Three people were curling Johnson’s hair and brushing sparkly navy shadow on her eyelids.

“I’m not nervous,” Wiltz said, rubbing at a mark on his white patent shoes. He’d had friends turn his ring four times.

Waiting in the ballroom was his mother, Danielle Brown, former Xavier Prep senior maid and parent of three KIPP students. “You take a chance putting them here,” she said. But the high school has “come a long way, a real long way. When they first put us in that school they promised a lot of things … that it would get better every year, and it did.”

Feinberg, the assistant principal, was stationed to take tickets. She noted that longtime KIPPsters were disproportionately represented at the homecoming events. They seemed to have a stronger sense of belonging.

The voice of Drake rang out over the loudspeakers: “We started from the bottom — now we’re here. Started from the bottom, got the whole team here.”

Finally, the big moment arrived. The court glided across the dance floor, the girls’ hands cocked, the boys’ elbows bent. Teacher Liam Kraus read out their gilded biographies, starting with their parentage: “Tyrin Wiltz, the dashing son of Danielle Brown and Edward Wiltz.” Dillon, “the sophisticated son.” Charles, “the classy daughter.”

The court carried off the dance elegantly, even though in all the rehearsals the members hadn’t thought to practice with the girls in gowns and heels. The teachers couldn’t get over it. Many had been with KIPP since its Believe Middle School.

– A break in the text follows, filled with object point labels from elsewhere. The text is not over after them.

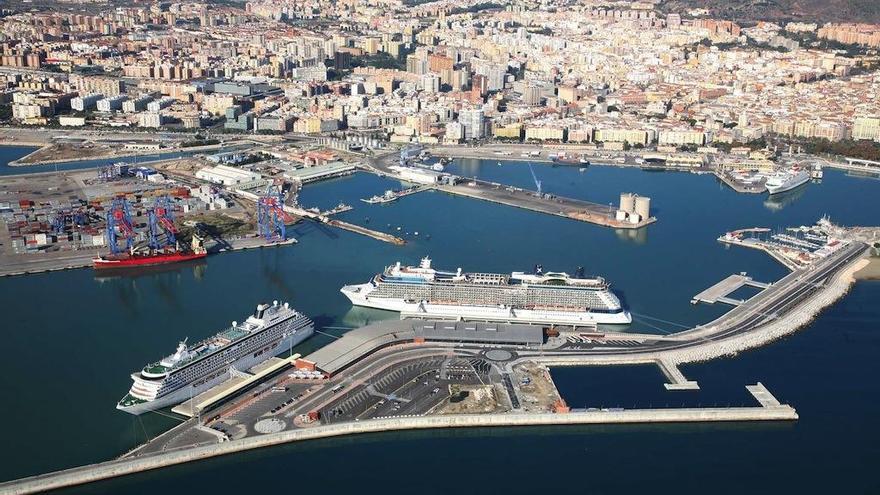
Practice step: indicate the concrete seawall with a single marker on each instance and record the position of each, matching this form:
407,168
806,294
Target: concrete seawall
122,467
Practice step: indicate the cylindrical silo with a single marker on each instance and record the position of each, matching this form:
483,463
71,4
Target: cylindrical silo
628,202
643,206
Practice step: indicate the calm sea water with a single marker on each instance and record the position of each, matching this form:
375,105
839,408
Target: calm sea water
72,340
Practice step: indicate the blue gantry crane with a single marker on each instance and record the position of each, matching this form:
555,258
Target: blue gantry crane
161,221
271,217
119,225
535,178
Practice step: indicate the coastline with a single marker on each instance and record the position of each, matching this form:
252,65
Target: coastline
870,270
22,162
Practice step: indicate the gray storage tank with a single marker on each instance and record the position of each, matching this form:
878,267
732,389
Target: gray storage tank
643,207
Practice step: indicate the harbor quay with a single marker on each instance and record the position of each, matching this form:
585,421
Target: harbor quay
575,209
423,373
127,466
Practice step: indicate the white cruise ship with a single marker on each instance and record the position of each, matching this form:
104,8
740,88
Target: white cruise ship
194,369
787,180
540,298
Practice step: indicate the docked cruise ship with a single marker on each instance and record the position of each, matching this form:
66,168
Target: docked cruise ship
787,180
194,369
542,298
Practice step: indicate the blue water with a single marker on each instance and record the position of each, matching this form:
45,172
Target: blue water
72,340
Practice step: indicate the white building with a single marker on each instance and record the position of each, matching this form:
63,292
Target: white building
112,103
226,175
87,102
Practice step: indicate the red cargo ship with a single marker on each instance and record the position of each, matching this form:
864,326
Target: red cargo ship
128,261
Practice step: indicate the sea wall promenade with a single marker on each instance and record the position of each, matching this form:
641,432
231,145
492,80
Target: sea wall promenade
122,467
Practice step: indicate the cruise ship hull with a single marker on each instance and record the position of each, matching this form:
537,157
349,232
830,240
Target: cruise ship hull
244,363
359,296
789,184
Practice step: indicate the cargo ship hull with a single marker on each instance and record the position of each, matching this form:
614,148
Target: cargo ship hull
103,263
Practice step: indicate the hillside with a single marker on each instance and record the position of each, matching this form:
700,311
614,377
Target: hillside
820,11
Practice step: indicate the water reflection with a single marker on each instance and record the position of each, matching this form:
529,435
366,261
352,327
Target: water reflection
637,236
196,266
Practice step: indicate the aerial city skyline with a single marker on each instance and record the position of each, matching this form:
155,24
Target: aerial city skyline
392,234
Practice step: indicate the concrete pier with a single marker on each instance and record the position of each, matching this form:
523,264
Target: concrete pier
122,467
575,209
720,291
677,380
760,392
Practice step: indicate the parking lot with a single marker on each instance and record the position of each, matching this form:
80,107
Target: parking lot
411,389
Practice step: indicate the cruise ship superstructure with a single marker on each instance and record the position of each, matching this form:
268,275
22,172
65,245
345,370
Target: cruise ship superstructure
787,180
193,369
540,297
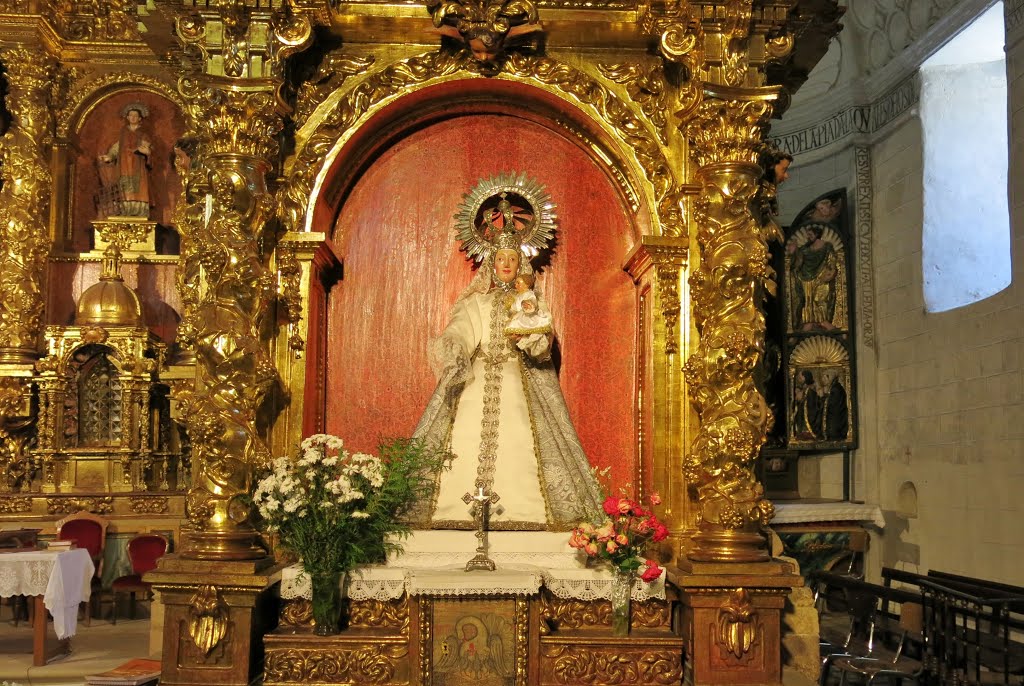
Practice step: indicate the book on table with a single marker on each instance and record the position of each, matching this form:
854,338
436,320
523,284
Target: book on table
133,673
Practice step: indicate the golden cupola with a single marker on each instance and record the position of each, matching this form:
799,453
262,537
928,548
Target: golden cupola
110,302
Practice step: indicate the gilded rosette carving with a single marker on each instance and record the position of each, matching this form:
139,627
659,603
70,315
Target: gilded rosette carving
59,506
25,199
226,288
148,504
15,504
560,613
373,613
363,665
330,77
646,86
737,626
584,665
98,20
727,295
297,612
680,41
207,618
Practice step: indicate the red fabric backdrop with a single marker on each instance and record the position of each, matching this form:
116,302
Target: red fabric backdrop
402,271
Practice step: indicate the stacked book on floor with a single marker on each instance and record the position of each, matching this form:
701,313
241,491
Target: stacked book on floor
137,672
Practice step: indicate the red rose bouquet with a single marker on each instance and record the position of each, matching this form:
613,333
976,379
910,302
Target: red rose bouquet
622,539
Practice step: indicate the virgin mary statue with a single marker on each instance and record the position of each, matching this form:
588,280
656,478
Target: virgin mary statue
498,408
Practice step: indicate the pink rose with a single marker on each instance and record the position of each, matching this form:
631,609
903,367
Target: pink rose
651,572
578,539
605,531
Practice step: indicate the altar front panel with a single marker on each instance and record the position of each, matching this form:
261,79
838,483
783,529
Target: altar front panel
402,271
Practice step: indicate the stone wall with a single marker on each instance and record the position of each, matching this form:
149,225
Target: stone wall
941,395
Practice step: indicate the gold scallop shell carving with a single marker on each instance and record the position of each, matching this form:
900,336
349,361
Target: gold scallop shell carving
819,350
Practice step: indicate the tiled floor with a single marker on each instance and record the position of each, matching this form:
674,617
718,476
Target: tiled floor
94,649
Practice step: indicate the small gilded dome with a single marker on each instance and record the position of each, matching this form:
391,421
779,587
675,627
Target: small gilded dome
110,303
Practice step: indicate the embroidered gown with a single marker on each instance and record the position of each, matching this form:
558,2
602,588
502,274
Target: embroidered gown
501,412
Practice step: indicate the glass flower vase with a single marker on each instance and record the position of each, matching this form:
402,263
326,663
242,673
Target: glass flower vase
622,588
326,601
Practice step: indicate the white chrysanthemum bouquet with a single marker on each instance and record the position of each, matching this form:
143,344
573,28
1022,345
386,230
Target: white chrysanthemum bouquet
338,509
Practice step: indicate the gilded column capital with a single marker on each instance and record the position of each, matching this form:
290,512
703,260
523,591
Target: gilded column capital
727,294
729,125
233,39
487,28
25,199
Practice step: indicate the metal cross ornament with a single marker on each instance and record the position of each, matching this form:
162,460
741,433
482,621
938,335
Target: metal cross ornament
481,508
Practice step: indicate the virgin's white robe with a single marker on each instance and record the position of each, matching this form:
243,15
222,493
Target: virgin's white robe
494,400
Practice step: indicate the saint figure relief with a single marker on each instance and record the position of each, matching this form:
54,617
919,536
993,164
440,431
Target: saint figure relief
820,406
124,169
815,265
498,408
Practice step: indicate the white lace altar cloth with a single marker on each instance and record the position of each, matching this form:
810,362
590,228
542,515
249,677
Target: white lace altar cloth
443,549
61,577
388,583
793,513
595,584
369,583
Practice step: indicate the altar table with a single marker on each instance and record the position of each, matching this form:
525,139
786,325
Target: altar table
58,581
429,627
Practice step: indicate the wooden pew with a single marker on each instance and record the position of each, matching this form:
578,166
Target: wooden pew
876,645
973,636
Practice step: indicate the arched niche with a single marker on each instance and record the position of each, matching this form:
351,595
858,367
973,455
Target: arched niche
388,203
93,127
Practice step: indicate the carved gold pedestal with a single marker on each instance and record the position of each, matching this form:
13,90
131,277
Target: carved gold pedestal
476,640
732,618
215,615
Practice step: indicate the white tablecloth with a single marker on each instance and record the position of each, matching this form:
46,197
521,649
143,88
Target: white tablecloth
795,513
62,579
389,583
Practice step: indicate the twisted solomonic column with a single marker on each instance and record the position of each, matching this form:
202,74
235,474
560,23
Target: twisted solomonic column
727,294
25,201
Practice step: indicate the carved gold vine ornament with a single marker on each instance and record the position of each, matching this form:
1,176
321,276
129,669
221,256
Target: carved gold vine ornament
402,76
727,291
25,197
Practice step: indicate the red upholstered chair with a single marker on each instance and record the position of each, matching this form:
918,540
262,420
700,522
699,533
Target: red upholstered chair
143,551
88,531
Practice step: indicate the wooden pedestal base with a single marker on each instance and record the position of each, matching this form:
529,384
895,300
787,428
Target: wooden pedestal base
215,615
476,640
731,620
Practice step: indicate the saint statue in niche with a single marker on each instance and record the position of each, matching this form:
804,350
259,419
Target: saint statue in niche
498,408
815,264
124,169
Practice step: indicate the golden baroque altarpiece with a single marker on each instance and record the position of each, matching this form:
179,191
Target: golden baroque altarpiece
257,102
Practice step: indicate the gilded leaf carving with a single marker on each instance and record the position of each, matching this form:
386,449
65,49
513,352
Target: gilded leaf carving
207,618
401,76
584,665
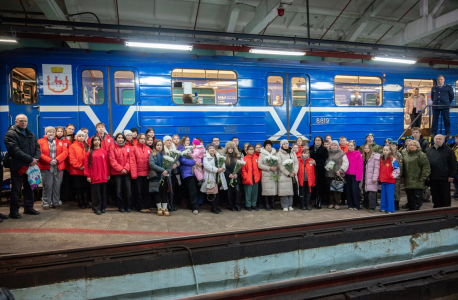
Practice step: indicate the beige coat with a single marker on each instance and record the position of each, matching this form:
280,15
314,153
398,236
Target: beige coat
269,186
285,184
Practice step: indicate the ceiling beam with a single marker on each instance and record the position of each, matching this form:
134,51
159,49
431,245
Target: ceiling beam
423,27
53,12
232,16
370,12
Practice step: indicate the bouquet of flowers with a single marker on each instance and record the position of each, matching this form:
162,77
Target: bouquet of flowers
272,161
167,163
174,154
186,153
220,162
332,167
289,166
238,166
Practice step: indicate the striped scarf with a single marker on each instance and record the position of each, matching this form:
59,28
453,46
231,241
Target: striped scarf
52,154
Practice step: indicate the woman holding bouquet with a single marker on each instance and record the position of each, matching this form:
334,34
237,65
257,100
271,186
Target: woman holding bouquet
161,187
234,195
319,153
289,166
339,160
211,175
267,163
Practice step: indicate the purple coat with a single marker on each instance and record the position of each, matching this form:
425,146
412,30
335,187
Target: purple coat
186,164
372,172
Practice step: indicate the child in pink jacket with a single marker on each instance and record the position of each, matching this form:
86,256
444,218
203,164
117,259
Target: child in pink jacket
353,176
198,154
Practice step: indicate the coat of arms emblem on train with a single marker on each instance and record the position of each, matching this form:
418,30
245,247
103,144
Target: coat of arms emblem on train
57,79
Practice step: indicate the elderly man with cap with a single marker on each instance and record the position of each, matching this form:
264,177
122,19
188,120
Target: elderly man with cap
52,165
211,175
370,141
442,96
24,151
443,169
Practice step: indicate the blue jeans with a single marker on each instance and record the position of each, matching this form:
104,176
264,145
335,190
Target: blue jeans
445,115
387,200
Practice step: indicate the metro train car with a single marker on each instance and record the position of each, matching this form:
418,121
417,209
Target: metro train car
207,96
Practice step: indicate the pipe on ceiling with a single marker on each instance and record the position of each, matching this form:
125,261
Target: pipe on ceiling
293,40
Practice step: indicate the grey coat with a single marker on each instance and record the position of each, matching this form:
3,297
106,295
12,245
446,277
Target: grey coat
285,184
154,165
269,186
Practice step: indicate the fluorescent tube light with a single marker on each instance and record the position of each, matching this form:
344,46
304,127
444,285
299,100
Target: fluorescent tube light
396,60
277,52
159,46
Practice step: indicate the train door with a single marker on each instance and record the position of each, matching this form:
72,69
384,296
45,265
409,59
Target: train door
287,93
23,95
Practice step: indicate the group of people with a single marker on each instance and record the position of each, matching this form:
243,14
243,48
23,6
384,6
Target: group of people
148,172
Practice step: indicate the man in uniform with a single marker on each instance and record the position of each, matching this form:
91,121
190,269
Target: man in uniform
441,94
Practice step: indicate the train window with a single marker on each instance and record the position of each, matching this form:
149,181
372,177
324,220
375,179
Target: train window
424,89
93,89
124,87
299,91
358,91
194,86
275,90
24,86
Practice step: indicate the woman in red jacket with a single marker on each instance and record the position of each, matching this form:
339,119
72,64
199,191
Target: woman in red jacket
251,175
51,164
77,154
97,171
139,168
119,155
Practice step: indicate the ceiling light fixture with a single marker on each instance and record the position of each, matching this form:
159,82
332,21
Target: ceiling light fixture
277,52
159,46
395,60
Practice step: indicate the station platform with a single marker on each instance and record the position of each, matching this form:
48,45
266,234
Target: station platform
71,227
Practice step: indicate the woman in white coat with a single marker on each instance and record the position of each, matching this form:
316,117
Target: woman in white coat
285,185
211,174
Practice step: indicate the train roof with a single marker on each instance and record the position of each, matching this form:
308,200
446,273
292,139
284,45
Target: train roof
85,54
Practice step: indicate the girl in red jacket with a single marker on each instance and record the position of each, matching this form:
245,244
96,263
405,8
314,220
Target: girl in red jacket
51,164
77,154
139,167
387,180
251,175
97,171
119,155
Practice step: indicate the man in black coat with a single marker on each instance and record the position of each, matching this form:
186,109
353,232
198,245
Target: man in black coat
443,169
24,150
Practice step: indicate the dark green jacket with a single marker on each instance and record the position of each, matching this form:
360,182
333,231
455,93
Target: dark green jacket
416,167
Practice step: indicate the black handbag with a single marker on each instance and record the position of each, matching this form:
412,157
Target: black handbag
337,185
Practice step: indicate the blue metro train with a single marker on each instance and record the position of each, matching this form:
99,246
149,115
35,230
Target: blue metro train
204,96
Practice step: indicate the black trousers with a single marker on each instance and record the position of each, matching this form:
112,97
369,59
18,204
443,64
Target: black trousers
414,198
233,195
123,192
17,182
99,196
191,184
143,195
440,192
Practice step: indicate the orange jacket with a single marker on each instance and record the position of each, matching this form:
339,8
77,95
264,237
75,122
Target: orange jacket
250,169
119,157
139,160
77,154
44,163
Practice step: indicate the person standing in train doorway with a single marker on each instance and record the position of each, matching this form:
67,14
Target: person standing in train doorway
442,95
356,101
24,150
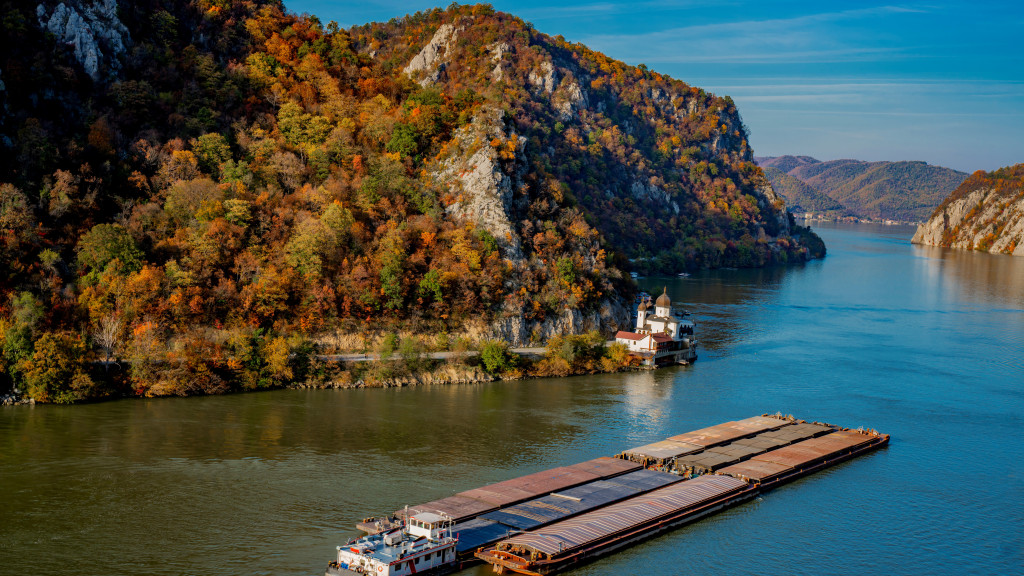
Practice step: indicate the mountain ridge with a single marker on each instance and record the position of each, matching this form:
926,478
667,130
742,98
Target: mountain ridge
903,191
985,213
246,186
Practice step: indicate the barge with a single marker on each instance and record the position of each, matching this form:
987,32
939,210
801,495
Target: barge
556,519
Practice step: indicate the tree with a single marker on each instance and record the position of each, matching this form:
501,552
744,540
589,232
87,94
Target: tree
109,245
108,335
497,357
56,370
211,151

Kraus’ jaw hung open as he watched his students twirl. “It’s so amazing,” he said.

By 10 p.m., with the lights low, Q93 blasting and a long line for the portrait photographers, Purvis, the principal, was ready to declare homecoming an unqualified victory – not just as a football game or a fun time for the kids but as a way for the school to establish itself more solidly in the New Orleans landscape.

“I think this week has really built a lot of investment in the school – which was the point,” he said.

Wiltz was ecstatic through endless photos: “I can’t stop smiling – the euphoria, you know?” Charles said it was everything she’d ever imagined and more.

“They are beautiful teenagers celebrating!” DJ Juggie declared to the radio station’s listening audience.

Now that the school had shown it could carry off a New Orleans homecoming, ninth-grade team leader Joey LaRoche was ready to rev up more new traditions. “Sweetheart Dance!” he said. “Prom is obvious. Spring Fling – let’s get them all in.”

Trashawna Campbell, whose daughter, Gaismen, ran against Charles for senior maid, contrasted homecoming’s success with the beginning of KIPP Renaissance. “It was a struggle the first year. I was ready to give up on it. Because the fifth to eighth grade was such smooth sailing,” she said.

She thought KIPP leadership initially struggled to figure out what its New Orleans high school should look like. Renaissance’s school performance score is still two letter grades below the middle school, and founding principal Brian Dassler has moved on to NOCCA.

And parents had expectations. “KIPP is not your traditional high school experience,” Campbell said.

But she added: “They let the parents have input.” Now, “I think they’ve nailed it. They’re where they need to be.”

She enrolled her ninth grader at KIPP Renaissance this year.